You'll need the quotes so your shell doesn't complain about redirection. There is no special command-line syntax for 'no *module*, use -e.

--version, -v

Display program name, version, patchlevel, etc. Desugars to ++CMD -v ++/CMD ++PARSER -v ++/PARSER ++BUG -v ++/BUG.

--verbose-config, -V

Display configuration details. Desugars to ++CMD -V ++/CMD ++PARSER -V ++/PARSER ++BUG -V ++/BUG.

--extract-from-text, -x

Run program embedded in Unicode text. Scan for the first line starting with #! and containing the word perl, and start there instead. This is useful for running a program embedded in a larger message. (In this case you would indicate the end of the program using the =END block, as defined in Synopsis 26.)

Desugars to --PARSER --Perl6-extract-from-text --/PARSER.

Metasyntactic Options

Metasyntactic options are a subset of delimited options used to pass arguments to an underlying component of Perl. Perl itself does not parse these options, but makes them available to run-time components via the %*META-ARGS dynamic variable.

Standard in Perl 6 are three underlying components, CMD, PARSER, and BUG. Implementations may expose other components via this interface, so consult the documentation for your Perl 6 implementation.

  On command line...                   Subsystem gets...
   ++X a -b  ++/X                      a -b

  # Nested options
  +++X a -b   ++X -c ++/X -d e +++/X   a -b ++X -c ++/X -d e

  # More than once (both are valid, but the second form is preferred)
   ++X a -b  ++/X -c  ++X -d e  ++/X   a -b -d e
  +++X a -b +++/X -c  ++X -d e  ++/X   a -b -d e

Environment Variables

Environment variables may be used to the same effect as command-line arguments.

PATH

Used in executing subprocesses, and for finding the program if the -S switch is used.

PERL6LIB

A list of directories in which to look for ad hoc Perl library files.

Note: this is speculative, as library loading is not yet specified, except insofar as S11 mandates various behaviors incompatible with mere directory probing.

PERL6OPT

Default command-line arguments.

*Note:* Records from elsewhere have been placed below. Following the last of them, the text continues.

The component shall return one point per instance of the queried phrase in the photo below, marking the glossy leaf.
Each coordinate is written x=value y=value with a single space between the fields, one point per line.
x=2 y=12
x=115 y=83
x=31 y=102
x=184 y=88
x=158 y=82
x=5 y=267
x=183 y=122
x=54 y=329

Arguments found here are prepended to the list of arguments provided on the command-line.

References

http://perldoc.perl.org/perlrun.html
http://search.cpan.org/~jv/Getopt-Long-2.37/lib/Getopt/Long.pm
http://search.cpan.org/~dconway/Getopt-Euclid-v0.2.0/lib/Getopt/Euclid.pm
http://perlcabal.org/syn/S06.html#Declaring_a_MAIN_subroutine
http://search.cpan.org/src/AUDREYT/Perl6-Pugs-6.2.13/docs/Pugs/Doc/Run.pod
http://haskell.org/ghc/docs/latest/html/users_guide/using-ghc.html
http://java.sun.com/j2se/1.4.2/docs/tooldocs/windows/java.html

Notes

I'd like to be able to adjust the input record separator from command line, for instance to specify the equivalent of perl 5's $/ = \32768;. So far, I don't have a solution, but perhaps pass a closure that evaluates to an Int? This should try to use whatever option does the same thing to a new filehandle when S16 is further developed.

Sandboxing? maybe -r

Env var? maybe -E. Could be posed in terms of substituting a different setting.